To John of Enfield. I am not talking about regulation, I'm talking about legislation that will hold politicians and Government to account on the matter of data security. it's not a socialist trap at all.

Letters From A Tory said...

Interesting perspective. It is hard to justify public sector officials not being subject to severe punishments for losing extremely valuable information, and the Conservatives would do well to put this forward in their manifesto and implement it on day one rather than waiting for their own disasters in government.

Sackerson said...

"As anyone working in the private sector will know, they have to become registered with the Data Protection Registrar if they are going to hold personal information, they will also know that if they are found in breach then they can face severe penalties. It seems that the current set-up though is geared towards the private sector failing whilst the Government can get away with anything but having a "review" and promising that it will not happen again."

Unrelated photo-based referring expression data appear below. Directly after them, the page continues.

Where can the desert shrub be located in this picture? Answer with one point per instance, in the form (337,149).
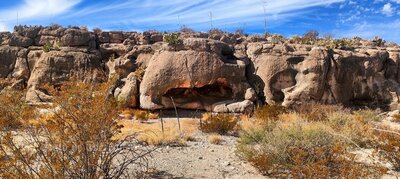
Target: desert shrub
(240,31)
(215,139)
(155,134)
(186,29)
(54,26)
(219,123)
(5,82)
(342,44)
(269,112)
(317,112)
(139,73)
(47,47)
(216,32)
(97,30)
(84,28)
(14,111)
(368,115)
(300,149)
(386,143)
(276,39)
(77,139)
(396,118)
(378,41)
(312,35)
(173,39)
(142,115)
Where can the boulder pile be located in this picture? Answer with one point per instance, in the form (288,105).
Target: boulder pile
(219,72)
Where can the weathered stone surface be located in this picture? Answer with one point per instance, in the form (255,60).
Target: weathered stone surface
(76,37)
(20,41)
(129,93)
(212,71)
(8,57)
(190,79)
(55,67)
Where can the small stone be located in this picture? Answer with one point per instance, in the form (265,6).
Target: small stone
(226,164)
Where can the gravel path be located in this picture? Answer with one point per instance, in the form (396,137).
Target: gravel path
(200,159)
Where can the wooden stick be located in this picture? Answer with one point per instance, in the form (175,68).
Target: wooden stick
(162,121)
(176,112)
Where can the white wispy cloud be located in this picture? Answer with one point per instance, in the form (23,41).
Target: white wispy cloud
(387,9)
(147,13)
(370,30)
(37,9)
(3,27)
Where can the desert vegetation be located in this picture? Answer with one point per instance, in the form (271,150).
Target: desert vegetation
(318,141)
(75,137)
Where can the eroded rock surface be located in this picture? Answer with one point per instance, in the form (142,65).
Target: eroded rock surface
(214,72)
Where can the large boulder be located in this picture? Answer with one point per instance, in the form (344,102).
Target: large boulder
(55,67)
(129,93)
(20,41)
(77,37)
(191,80)
(292,74)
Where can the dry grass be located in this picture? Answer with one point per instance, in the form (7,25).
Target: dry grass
(152,133)
(313,141)
(219,123)
(269,112)
(140,115)
(215,139)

So, as a precaution, make a list of all the instances where the Government has got away with it, and demand equal treatment if caught, on the principle of natural justice.

Anonymous said...

sorry all you posters, government ministers, civil servants and all the contractors and others don't think they are above the law they KNOW they are!

Anonymous said...

Thanks for your reply. Sorry Dizzy - I was enraged by the very sight of the words Sarbanes Oxley.

John of Enfield

Anonymous said...

Of course it's systemic. The problem lies in the fact that the vast majority of local and national government employee's are morons, and totally incapable of grasping the most elementary principles of computer security.

dreamingspire said...

Agree on PA with 25/8 comment - but they are management consultants, disconnected from the real world of implementation, just like the senior civil servants are. A PA man told me that (although not in quite those words).
On cleansing the data at source, remember the story of the missing DWP CDs? The reason given for not cleansing that data at source was cost - they were in the grip of a contractor who charged a lot for extras (we have heard that one before).